The consortium will work to demonstrate the technical, legal, economic and organisational relevance of integrating local renewable electricity and heat production with local needs for heating, cooling, and electricity (from buildings, urban structures or even charging stations for electric vehicles) and considering the associated possibilities for better flexibility (reducing peak demand or utilising storage).

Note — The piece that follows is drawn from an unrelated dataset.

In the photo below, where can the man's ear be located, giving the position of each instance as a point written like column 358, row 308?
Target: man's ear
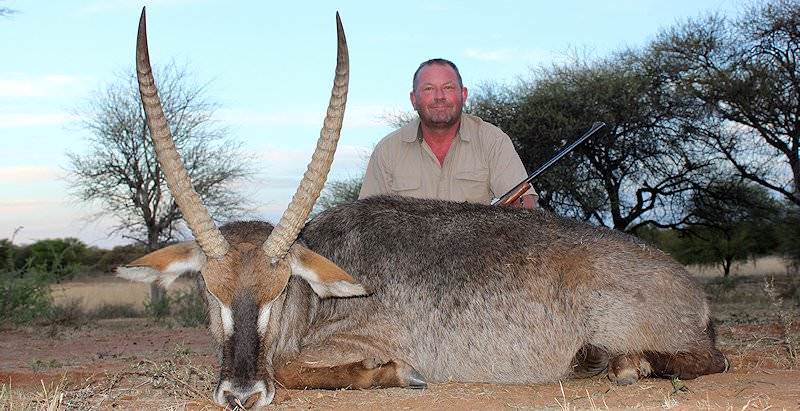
column 324, row 277
column 165, row 265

Beyond its technical dimension, the project will study the contracting models for sharing locally
produced energy as well as the associated economic models (financial models, revenue from energy sales, etc.) in order to disseminate the lessons learned. Three of the D2Grids pilot sites in Glasgow (UK),
Brunssum (Netherlands) and Paris-Saclay (France), will be testing the synergies between electricity networks and heating and cooling grids. One of the challenges will be to turn these into models of best practice, to encourage future project developers to consider integrated 5GDHC networks as a solution for their energy transition needs. This will encourage, in line with the goals of the D2Grids project, an increase in the share
of renewable energies and decarbonisation in cities and territories in Northwest Europe.
The 5th generation district heat and cold grid (5GDHC) was first developed in Heerlen, Netherlands, by Mijnwater Energy Ltd. In contrast to traditional district heating, it is an intelligent thermal network based on a local lowtemperature loop. Decentralised energy production, using heat pumps located at the user's premises, allows energy exchange on the network, where flows are demand-driven. This concept allows the recovery of cold and heat emitted by supermarkets, data centers, factories, offices etc.
D2GRIDS stands for "demand-driven grids". It is an Interreg Northwest Europe (NWE) project that runs for more than 4 years (2018-2023).
Mijnwater Energy Ltd, based in the Netherlands, is coordinating the project with 15 other main partners and 6 secondary partners. Five pilot sites located in Paris-Saclay (France), Bochum (Germany), Brunssum (Netherlands), Glasgow and Nottingham (UK) will develop 5GDHC networks.